Aan de Voorzitter van de Tweede Kamer der Staten-Generaal

Den Haag, 18 maart 2019

Op 22 februari jl. heeft de voorzitter van de vaste commissie voor Buitenlandse Zaken gevraagd om een reactie op de aan de commissievoorzitter gerichte brief van de Foundation for Freedom and Democracy in Rwanda van 14 februari jl. In deze brief wordt aandacht gevraagd voor individuele zaken en de zorgen die er zijn rondom uitleveringen aan Rwanda.

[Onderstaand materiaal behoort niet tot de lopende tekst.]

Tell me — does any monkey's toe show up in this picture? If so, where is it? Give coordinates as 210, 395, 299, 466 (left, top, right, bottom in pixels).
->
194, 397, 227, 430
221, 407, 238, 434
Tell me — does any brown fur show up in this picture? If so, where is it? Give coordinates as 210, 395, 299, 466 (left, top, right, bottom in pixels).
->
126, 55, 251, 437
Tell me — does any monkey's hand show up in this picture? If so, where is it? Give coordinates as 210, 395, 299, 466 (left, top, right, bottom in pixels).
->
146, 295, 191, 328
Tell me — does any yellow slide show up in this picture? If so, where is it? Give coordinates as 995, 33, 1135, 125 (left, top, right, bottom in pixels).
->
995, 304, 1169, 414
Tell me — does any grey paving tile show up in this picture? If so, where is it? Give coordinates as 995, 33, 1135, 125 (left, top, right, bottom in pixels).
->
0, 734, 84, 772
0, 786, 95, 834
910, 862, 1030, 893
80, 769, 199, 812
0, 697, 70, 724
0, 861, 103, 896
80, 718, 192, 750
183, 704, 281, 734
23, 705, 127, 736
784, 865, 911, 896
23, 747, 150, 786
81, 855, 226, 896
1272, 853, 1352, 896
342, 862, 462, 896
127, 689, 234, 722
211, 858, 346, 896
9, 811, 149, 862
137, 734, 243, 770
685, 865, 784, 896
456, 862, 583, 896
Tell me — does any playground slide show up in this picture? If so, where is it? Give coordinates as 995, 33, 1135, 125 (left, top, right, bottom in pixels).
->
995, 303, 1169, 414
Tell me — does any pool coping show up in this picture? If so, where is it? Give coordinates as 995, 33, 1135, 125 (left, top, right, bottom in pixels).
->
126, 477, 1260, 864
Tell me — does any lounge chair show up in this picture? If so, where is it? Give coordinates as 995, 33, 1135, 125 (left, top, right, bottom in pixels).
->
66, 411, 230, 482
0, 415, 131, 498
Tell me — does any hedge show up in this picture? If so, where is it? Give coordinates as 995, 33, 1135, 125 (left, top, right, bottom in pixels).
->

In de jaarlijkse Rapportagebrieven Internationale Misdrijven wordt uitvoerig uitleg gegeven over de vreemdelingrechtelijke- en strafrechtelijke inzet om straffeloosheid van internationale misdrijven tegen te gaan. Een voorbeeld hiervan is de programmatische aanpak Rwanda. In verschillende rapportagebrieven is te lezen hoe er door de betrokken organisaties geïnvesteerd wordt in de opsporing en vervolging van internationale misdrijven en zogeheten 1F-onderzoeken. Ook is door de ministeries van Justitie en Veiligheid en Buitenlandse Zaken aandacht besteed aan versterking van de justitiesector in Rwanda.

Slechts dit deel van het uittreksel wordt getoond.